10-Year Japanese Government Bond Yield
5-Year Japanese Government Bond Yield
Since March 4, the 5-year yield has gone from 0.1% to 0.43%. Although a mere .33 percentage points, the move represents a 330% percent rise in in yield.
One Month Changes
Charts courtesy of Bloomberg
Note: Those charts were snapshots taken last evening. This morning, yields have settled down, for now.
Bank of Japan Vows to Curb Bond Turbulence
NewsDay reports Bank of Japan vows market steps to curb bond turbulence
The Bank of Japan vowed yesterday to take necessary steps to reduce volatility in bond markets that has threatened to jeopardise the government’s fight to end deflation and revive growth.No Impact "Yet"
BOJ Governor Haruhiko Kuroda vowed to take steps needed to reduce volatility in the JGB market, but he disappointed some bond investors by sticking with the strategy of leaving it to BOJ bureaucrats to address the problem by tweaking the bank’s market operations.
Indeed, Kuroda played down any economic impact from the bond moves, where the benchmark yield recently had its biggest three-day spike in a decade as investors struggle to cope with the overwhelming impact of the BOJ’s radical money expansion.
“I don’t think the recent rise in yields is having a big impact on the economy,” Kuroda told a news conference after a two-day BOJ policy meeting.
In absolute terms there is not much impact, yet. However, I put an emphasis on the word "yet", a word Kuroda conveniently left out.
Curbing Turbulence is Theoretically Easy
It's theoritically easy to curb turbulence. Central banks can in fact control any single economic variable they want such as interest rates, money supply, or even the price of gold.
To control bond turbulence, all the Bank of Japan has to do is corner the market. To do so would be quite similar to the Swiss National Bank putting a cap on the value of the Swiss Franc or the Bank of China controlling the exchange rate of the Yuan vs. the US dollar.

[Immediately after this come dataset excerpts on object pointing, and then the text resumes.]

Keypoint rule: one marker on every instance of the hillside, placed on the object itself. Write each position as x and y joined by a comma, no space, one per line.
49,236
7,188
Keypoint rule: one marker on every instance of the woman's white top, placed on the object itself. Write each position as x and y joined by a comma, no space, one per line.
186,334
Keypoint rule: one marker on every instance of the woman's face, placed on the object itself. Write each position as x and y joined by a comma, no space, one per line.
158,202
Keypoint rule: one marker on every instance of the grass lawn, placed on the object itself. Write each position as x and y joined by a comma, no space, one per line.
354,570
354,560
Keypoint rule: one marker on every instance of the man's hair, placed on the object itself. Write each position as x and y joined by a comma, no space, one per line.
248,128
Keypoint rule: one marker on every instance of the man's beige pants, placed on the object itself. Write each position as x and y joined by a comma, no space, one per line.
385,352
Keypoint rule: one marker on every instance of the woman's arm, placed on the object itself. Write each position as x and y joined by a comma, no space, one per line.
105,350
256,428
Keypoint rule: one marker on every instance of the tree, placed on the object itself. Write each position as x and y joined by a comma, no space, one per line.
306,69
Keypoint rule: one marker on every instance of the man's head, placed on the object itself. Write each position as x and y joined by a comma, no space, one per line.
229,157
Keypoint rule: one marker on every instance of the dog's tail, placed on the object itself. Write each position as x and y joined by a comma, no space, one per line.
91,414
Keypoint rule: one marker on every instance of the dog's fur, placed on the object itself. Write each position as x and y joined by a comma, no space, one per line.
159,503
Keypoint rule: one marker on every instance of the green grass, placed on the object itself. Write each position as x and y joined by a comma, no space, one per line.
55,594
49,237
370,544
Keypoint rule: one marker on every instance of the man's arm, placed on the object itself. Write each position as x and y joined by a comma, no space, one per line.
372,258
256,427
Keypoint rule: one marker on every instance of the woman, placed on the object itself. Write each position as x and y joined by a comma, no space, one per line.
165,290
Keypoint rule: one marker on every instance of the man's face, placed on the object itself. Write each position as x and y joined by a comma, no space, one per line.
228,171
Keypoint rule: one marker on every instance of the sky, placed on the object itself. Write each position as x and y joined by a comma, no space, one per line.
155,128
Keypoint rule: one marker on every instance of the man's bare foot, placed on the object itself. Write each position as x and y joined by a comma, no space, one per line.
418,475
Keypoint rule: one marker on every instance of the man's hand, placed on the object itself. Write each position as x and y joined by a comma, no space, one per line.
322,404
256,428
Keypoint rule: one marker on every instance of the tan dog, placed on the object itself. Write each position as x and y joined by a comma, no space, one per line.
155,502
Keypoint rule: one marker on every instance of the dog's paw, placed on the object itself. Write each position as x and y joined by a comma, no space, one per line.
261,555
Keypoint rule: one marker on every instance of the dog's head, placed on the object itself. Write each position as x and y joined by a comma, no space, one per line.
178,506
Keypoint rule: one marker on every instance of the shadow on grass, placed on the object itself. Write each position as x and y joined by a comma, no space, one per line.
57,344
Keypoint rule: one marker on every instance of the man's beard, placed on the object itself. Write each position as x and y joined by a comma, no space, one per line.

To set a price, the Bank of Japan would have to be willing to buy every single bond offered at that price. It could pick any price it wanted, but the lower the interest rate, the more bonds it would have to buy. At a low enough price, it would have to buy every security.
Damn the Consequences
Theoretically, that's easy. The problem of course is the consequences. If the Bank of Japan does buy every Japanese government bond, it will have no control over things like the value of the Yen, the CPI, various asset bubbles that may form, or in the extreme case - Japanese hyperinflation.
Practical Ridiculousness
If you reflect on what's theoretically possible for more than a second, you will see the practical ridiculousness of the Bank of Japan's statement on curbing turbulence. And what applies to Japan applies even more so the Fed's dual mandate of "low inflation and job growth".
Simply put, it is impossible for a central bank to control more than one variable at a time, and the consequences of controlling even a single variable are rather extreme when the market refuses to play along.